イスラム暦の巡礼月(12月)にメッカまで旅をし、同月の8日〜10日にメッカ郊外で行われる儀式に参加するハッジ(大巡礼)は、実践可能な身体能力と財力のあるすべてのイスラム教徒は一生に一度は行うべきとされる、五行のひとつ。預言者ムハンマドの信仰を讃え、犠牲祭用の牛や羊を屠(ほふ)り神に捧げる祝祭「イード・アル=アドハー(犠牲祭)」は、この大巡礼を締めくくるイスラムの2大祝祭のひとつとして知られている。
ハディース(預言者ムハンマドの言行録)にも、イード・アル=アドハーの祝祭に行われる動物の献上が、神に愛される重要な行いであることが記されている。この生贄を屠殺する儀式は、午前中のイード・アル=アドハーの祈りを行った後にモスクの庭等で行われる。捧げられた肉は、後に生活に困窮している人々や地元の人たちに配布される。
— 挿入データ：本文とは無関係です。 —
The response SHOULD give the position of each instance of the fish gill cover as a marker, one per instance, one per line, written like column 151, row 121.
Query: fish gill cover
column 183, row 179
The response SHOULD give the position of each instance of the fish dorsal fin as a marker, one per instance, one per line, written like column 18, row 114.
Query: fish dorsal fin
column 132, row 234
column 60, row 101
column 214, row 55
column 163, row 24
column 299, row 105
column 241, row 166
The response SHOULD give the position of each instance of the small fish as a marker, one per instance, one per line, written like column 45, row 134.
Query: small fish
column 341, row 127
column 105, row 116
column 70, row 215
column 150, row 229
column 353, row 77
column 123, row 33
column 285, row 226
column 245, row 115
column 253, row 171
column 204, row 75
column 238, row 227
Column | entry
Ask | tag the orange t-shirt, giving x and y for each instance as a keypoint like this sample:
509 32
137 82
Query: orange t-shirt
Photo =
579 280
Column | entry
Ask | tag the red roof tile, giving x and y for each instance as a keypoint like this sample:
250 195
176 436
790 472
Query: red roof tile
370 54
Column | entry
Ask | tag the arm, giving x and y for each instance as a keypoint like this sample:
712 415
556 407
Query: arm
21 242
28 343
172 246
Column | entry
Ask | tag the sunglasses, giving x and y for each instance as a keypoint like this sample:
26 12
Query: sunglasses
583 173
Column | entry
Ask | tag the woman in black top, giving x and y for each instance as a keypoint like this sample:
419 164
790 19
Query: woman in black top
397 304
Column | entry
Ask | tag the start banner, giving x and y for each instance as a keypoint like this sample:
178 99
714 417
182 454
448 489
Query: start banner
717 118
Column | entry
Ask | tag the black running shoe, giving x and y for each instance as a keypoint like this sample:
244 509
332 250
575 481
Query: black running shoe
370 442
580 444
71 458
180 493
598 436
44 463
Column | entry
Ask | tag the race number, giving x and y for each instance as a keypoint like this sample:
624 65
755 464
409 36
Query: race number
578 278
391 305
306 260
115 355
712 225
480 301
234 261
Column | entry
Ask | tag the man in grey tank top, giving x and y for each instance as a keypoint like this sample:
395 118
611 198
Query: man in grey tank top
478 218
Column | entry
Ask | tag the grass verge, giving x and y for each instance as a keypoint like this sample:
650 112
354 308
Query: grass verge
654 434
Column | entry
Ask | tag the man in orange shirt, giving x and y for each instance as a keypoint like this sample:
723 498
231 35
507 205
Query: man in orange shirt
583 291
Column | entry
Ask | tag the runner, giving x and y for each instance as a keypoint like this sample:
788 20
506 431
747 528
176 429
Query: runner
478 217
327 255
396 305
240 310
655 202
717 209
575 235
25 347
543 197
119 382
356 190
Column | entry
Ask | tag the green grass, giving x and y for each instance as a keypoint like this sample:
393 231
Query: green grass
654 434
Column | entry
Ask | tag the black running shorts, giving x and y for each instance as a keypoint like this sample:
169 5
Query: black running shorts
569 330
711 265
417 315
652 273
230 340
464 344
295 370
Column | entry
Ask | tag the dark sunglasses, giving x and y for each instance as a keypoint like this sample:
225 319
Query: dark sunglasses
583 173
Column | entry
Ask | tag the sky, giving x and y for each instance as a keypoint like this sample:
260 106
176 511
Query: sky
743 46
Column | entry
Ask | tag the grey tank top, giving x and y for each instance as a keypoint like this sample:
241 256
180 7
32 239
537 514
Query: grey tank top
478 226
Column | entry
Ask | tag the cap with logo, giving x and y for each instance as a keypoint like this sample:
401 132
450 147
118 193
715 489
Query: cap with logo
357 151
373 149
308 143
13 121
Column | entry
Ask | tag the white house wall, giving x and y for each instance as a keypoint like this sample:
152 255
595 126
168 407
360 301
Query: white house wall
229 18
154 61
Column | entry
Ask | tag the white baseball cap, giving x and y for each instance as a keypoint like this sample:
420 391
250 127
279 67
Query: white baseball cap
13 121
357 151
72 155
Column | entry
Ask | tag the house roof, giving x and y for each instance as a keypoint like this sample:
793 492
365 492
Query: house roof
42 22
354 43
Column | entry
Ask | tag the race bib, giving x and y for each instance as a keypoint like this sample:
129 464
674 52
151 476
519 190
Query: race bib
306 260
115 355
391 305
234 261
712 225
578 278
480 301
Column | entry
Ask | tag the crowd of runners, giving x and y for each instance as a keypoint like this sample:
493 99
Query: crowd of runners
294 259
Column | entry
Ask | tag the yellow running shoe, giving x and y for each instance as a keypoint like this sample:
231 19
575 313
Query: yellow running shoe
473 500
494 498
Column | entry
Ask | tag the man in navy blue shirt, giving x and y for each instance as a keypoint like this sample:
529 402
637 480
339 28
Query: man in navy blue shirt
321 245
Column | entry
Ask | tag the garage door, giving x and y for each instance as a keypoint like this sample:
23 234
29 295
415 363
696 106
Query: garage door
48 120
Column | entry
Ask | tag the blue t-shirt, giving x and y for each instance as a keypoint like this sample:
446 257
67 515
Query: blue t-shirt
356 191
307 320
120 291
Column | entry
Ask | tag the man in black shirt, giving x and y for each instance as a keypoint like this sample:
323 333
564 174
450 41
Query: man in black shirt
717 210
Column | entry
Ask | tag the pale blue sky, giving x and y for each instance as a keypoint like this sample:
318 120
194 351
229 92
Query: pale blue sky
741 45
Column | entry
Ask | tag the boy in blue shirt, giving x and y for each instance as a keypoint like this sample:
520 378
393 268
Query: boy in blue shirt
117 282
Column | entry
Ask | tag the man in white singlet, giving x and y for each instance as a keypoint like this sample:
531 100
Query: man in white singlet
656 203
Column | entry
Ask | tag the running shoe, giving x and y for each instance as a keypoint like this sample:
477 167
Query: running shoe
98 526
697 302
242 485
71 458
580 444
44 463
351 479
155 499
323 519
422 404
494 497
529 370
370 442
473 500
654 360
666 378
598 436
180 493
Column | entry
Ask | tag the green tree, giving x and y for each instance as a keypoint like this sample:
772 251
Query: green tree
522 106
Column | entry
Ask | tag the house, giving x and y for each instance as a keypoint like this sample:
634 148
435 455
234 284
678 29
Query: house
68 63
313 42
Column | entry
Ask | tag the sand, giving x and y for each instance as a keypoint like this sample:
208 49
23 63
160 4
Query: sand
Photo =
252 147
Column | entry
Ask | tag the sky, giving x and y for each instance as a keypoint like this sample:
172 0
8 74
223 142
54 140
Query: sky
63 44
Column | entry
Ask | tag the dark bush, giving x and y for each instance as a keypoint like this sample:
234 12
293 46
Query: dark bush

「イード」はアラビア語で帰還を意味するアダ・ヤウドゥという言葉に由来し、「アドハー」は犠牲を意味するウディヤという言葉に由来する。したがって、イード・アル=アドハーは犠牲へのお返しと解釈できる。イード・アル=アドハーは、イスラム教における犠牲とアッラーへの服従の重要性を反映している。また世界中のイスラム教徒との兄弟愛、他者と分かち合うことを祝う大切な機会でもある。